Die Sanskrit-Formel „kshemam te, kshemam a“ enthält das Substantiv „kshemam“ (Wohl, Wohlergehen, Sicherheit, Unversehrtheit) und richtet sich mit dem Dativ „te“ (dir) bzw. „a“ (oft als kurz für „aham“ oder als poetische Anredeform verstanden) an eine oder mehrere Personen. Wörtlich bedeutet die Wendung also etwa „Wohl sei dir, Wohl sei mir“ bzw. „Wohl für dich, Wohl für mich“; gemeint ist ein Wunsch oder Segensspruch für Sicherheit, Schutz, glückliches Gedeihen und unbeschadet sein.

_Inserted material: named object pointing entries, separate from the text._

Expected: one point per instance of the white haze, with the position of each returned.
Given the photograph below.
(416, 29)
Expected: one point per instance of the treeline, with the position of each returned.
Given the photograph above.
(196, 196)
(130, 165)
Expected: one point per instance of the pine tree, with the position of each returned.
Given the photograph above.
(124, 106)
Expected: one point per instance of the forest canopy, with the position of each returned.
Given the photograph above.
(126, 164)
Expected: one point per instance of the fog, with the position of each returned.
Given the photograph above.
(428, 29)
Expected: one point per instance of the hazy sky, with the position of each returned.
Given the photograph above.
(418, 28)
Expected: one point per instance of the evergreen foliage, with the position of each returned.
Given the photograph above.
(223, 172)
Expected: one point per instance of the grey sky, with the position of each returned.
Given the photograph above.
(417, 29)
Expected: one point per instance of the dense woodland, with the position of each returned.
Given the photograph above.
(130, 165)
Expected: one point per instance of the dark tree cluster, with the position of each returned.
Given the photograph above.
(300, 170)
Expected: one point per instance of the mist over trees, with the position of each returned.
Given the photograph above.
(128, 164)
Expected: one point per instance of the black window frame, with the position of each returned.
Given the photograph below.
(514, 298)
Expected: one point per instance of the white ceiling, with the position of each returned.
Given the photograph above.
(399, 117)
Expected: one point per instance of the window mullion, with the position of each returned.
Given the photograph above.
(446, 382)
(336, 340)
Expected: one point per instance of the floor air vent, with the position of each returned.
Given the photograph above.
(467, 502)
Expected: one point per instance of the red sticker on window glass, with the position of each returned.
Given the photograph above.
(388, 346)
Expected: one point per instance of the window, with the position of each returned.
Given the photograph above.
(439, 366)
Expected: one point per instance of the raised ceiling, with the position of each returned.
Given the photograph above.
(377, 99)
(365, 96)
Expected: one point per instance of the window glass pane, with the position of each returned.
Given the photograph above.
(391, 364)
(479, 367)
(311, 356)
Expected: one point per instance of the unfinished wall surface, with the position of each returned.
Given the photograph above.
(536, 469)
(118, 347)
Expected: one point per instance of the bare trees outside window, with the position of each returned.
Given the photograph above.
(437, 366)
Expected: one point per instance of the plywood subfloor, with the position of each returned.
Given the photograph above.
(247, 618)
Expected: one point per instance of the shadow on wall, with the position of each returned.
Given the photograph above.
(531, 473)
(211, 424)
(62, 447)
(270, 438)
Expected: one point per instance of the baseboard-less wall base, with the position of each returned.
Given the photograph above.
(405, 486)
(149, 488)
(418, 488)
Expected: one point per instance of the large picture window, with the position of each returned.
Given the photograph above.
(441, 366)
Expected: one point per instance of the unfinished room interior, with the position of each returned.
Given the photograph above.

Im Gebrauch in religiösen, rituellen oder poetischen Kontexten drückt kshemam einen umfassenderen Segen aus als nur materielles Wohlergehen: Es umfasst körperliche Unversehrtheit, seelische Ruhe, soziale Harmonie und günstige Umstände für das Gedeihen. Je nach Zusammenhang kann der Ausdruck persönlich und vertraut klingen (ein kurzer Wunsch zwischen Menschen), rituell-formell (Teil eines Gebets oder Segensspruchs) oder philosophisch (Hinweis auf einen Zustand innerer Sicherheit und Befreiung von Furcht).